Chronique | The Below - Immutable Decay

Pierre Sopor 11 juin 2024

Le Suédois Bo Magnusson aime les profondeurs : autrefois bassiste d'un groupe expérimental Dr. Evil & The Boys From Below, arrêté en 1992, il est à la tête de The Below depuis bientôt une dizaine d'années. Sa production ne suit pas vraiment les rails habituels puisque l'artiste n'a, finalement, qu'émietté quelques singles au fil des ans, invitant différentes voix à se poser sur ses compositions. Nous sommes donc bien contents de pouvoir nous plonger dans un premier ensemble, l'EP Immutable Decay, enregistré avec son fidèle collaborateur Aaron Sutcliffe (alias fictif utilisé par Johan Malmgren du groupe de synthpop S.P.O.C.K.).

Ce qui fascine d'emblée avec The Below, c'est cette réappropriation du terme "industriel" : on revient à la racine avec le détournement de sons métalliques à des fins musicales. Est-ce le moment de préciser que non, vous n'allez pas danser ? The Below aime les rythmiques lentes, lourdes, oppressantes, les textures qui ont l'odeur de la rouille et qui évoquent des paysages abandonnés et probablement hantés... D'ailleurs, le contraste avec ce chant très expressif fonctionne très bien, soulignant l'étrangeté de The Below, lui conférant une déviance théâtrale parfois à la frontière du théâtrale, voire du grotesque et de l'horrifique (la scansion de 90 Seconds to Midnight, entre prêche de crooner à la Raymond Watts et Mr Loyal grimaçant).

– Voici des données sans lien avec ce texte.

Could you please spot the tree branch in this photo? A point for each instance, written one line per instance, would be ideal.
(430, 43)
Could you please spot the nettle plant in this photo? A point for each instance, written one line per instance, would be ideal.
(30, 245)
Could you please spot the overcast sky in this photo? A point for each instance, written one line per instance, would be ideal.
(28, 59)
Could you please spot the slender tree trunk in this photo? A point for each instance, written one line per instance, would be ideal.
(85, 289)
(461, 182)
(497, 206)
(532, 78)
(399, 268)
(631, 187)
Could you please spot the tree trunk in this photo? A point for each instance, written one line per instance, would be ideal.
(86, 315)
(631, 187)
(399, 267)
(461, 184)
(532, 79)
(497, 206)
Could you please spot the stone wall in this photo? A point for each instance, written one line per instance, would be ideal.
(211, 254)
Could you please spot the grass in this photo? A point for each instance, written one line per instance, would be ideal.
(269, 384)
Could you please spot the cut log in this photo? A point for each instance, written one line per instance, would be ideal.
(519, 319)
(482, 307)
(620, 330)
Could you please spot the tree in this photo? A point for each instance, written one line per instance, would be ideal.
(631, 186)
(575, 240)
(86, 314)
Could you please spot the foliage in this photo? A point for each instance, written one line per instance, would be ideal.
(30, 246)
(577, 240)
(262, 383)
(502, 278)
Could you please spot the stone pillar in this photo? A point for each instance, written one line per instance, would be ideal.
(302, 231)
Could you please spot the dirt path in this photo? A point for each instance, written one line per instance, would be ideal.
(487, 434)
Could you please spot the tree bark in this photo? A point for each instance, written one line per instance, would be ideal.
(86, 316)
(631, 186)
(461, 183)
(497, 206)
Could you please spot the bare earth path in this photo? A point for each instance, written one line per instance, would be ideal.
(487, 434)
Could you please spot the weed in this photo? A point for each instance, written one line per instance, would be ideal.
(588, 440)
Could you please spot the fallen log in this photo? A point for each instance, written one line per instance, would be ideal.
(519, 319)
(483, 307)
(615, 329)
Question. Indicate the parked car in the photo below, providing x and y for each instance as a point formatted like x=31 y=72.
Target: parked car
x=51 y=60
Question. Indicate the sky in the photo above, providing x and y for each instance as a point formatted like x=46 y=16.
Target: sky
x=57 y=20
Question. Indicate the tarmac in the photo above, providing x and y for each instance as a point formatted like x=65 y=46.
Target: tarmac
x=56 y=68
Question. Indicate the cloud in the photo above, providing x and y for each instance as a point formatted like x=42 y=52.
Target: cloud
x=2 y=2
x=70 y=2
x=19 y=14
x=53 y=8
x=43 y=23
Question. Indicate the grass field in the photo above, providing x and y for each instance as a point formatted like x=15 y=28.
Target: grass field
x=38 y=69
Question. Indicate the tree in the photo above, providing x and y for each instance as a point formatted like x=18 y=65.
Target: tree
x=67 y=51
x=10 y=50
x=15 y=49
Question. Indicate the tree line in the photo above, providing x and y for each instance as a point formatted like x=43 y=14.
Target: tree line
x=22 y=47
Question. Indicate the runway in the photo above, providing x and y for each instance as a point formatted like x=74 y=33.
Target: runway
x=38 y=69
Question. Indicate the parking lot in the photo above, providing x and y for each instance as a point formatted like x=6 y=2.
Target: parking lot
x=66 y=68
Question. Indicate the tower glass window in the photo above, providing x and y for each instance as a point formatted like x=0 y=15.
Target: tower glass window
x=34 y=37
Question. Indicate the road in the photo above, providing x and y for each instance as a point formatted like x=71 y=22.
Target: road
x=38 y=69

The Below pointe un doigt accusateur : "'l'humanité est en train de se suicider tout en observant passivement, aveugle à ce qui se passe juste sous ses yeux", dénonçant aussi bien les désastres écologiques que les politiques populistes autoritaires et les conflits armés dont les civils sont victimes... Tout est en place pour nous plonger dans une atmosphère sinistre et dont l'emploi de sonorités industrielles résonne alors tout particulièrement avec le propos, apocalyptique. Les cadences hypnotiques ne paniquent d'ailleurs que le temps de No Place is Safe et ses paroles explicites : "everyone's a target".

On apprécie l'équilibre trouvé par The Below entre expérimentation bruitiste et accroche musicale. Un peu à la manière de Skinny Puppy, à qui il ne ressemble pourtant pas vraiment, Bo Magnusson réussit à associer avant-garde et séduction : sa musique n'est ni hermétique ni pour autant lisse ou facile. Grâce à des nappes mystérieuses et un vrai sens du suspense qui s'exprime aussi bien dans les réverbérations de percussions théâtrales que ce chant ironique, suintant d'émotions diverses et parfois dément, The Below nous tient en haleine.

Immutable Decay est sombre, effrayant et pessimiste. Mais c'est aussi un EP particulièrement réjouissant : malgré les horreurs qui l'ont inspiré, malgré son climat glacial de défaite et de désolation, c'est un réel plaisir de se perdre dans ses terrains délabrés et ses ruines industrielles hantées. Il se dégage à la fois quelque chose de très concret, très texturé et terre-à-terre, mais également un parfum de mystère un brin fantastique, associant la matière et l'âme, le tonitruant et l'éthéré dans un brouillard lugubre délectable. Brillant.